On ne défend pas les droits que l’on ne connaît pas. Si vous ne savez pas que vous avez un droit à l’eau potable même lorsque vous ne pouvez pas la payer, vous ne pourrez jamais défendre votre droit. Pour cela, la mobilisation est un de nos plus importants piliers. Nous essayons de nous rapprocher de plus en plus des arrondissements, des organisations, des quartiers, des gens, pour leur parler de nos propositions pour renforcer l’appropriation des droits au sein des communautés et leur défense par la suite.
ET : Finalement, nous aimerions parler un peu de ce qui se passe en Colombie en ce moment. Les négociations de paix entre le gouvernement colombien et les FARC ont été instaurées à Oslo en 2012 et sont actuellement en cours à La Havane depuis 1 an. Comment vivez-vous la défense des droits de l’homme et la mobilisation sociale depuis le processus de paix ?
CS. Le processus de paix en Colombie est pour tous une urgence et une nécessité. Nous vivons dans un conflit qui a duré longtemps et a été déshumanisé au point d’utiliser des méthodes et moyens de guerre qui nuisent à la plupart des civils. Pour la société, il est essentiel qu’un accord de paix puisse être réalisé.
À cet égard, nous, dans la Corporation Juridique Libertés et d’autres organisations à Medellin, sommes d’accord avec une solution politique et négociée au conflit. Mais nous croyons que plus que la remise des armes, il doit y avoir un accord minimum pour rétablir les droits qui ont été refusés pendant des décennies aux populations les plus vulnérables. Donc, nous ne pouvons pas simplement parler d’accord de paix entre la guérilla et le gouvernement, avec soit les FARC soit l’ELN s’il est décidé qu’ils font partie d’un processus de négociation.

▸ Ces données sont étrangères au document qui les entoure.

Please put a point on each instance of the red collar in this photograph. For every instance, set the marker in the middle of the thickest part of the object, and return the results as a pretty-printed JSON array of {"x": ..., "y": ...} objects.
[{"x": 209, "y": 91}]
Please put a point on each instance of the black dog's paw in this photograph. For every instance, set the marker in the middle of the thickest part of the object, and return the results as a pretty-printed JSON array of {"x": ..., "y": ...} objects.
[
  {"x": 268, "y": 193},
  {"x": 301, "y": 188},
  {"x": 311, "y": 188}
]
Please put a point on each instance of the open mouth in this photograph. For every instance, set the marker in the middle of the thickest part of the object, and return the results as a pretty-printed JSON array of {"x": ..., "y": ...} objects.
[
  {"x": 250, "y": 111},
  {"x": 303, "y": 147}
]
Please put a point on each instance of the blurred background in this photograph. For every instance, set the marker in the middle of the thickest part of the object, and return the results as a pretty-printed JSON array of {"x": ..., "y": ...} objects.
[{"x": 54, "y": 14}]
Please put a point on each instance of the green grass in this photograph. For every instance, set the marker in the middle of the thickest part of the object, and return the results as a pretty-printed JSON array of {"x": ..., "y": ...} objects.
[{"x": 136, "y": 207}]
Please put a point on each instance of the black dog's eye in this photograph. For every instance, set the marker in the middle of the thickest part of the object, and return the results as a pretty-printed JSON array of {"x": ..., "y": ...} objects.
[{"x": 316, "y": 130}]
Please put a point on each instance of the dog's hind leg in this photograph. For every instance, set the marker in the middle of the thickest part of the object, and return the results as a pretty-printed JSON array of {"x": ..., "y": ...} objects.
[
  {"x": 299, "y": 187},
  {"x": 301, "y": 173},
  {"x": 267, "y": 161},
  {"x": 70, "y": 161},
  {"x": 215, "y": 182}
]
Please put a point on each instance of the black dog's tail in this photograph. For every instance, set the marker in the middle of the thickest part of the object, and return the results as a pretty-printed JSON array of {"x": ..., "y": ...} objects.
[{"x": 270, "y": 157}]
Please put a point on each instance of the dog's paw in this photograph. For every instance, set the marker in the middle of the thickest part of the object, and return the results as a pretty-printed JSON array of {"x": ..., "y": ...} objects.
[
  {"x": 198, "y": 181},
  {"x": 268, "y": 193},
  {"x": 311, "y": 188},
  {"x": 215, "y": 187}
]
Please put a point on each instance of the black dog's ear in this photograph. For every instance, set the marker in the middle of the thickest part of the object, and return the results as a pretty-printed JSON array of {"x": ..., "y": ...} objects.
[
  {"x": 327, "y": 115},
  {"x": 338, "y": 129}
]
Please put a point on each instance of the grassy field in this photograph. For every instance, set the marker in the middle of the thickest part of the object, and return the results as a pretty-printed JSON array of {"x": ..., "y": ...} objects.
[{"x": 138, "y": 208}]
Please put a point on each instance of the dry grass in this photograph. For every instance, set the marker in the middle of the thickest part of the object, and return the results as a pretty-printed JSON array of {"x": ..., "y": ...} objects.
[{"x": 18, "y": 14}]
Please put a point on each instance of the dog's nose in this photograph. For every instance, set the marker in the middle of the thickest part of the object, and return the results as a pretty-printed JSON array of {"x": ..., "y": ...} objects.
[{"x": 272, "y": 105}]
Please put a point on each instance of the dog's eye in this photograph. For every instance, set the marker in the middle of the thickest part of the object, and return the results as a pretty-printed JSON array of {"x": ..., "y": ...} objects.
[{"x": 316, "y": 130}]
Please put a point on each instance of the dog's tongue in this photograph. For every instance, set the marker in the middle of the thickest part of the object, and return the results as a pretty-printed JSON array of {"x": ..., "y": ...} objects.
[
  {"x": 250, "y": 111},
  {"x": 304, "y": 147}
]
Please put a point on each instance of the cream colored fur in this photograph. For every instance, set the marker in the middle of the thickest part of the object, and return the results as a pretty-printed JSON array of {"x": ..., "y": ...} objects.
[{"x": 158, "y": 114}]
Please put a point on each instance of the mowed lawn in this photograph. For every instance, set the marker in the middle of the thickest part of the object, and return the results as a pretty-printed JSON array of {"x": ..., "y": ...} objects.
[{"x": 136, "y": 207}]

Ce qui est requis de toute urgence est la mise en place de politiques sociales en accord avec les besoins de la population. Des politiques foncières : comme une véritable restitution qui permette aux familles de retourner à leur territoires et cultiver leurs aliments ; une politique de souveraineté alimentaire, d’éducation pour tous les enfants indépendamment de leur capacité économique, et une politique de santé publique, sont des prémisses fondamentales. Nous sommes conscients que de telles garanties sociales ne seront pas le produit d’un accord de paix. Dans la pratique, la société civile en tant que moteur de ces luttes doit continuer à se battre pour que ces droits soient rétablis et que s’opèrent des changements plus structurels au sein de l’Etat pour permettre une véritable paix. Il ne suffit pas qu’il y ait un accord de paix, si nous n’arrivons pas à faire valoir d’autres besoins pour le progrès de la population. La Colombie est un pays appauvri avec de nombreux besoins. S’il y a une négociation entre la guérilla et l’état sans plus, des enfants continueront à naître au milieu de difficultés et par la suite, d’une manière ou d’une autre, continueront à se battre pour protéger leurs droits. En ce sens, nous nous félicitons vivement du processus de paix, mais nous pensons que cela devrait aller au-delà de l’abandon des armes.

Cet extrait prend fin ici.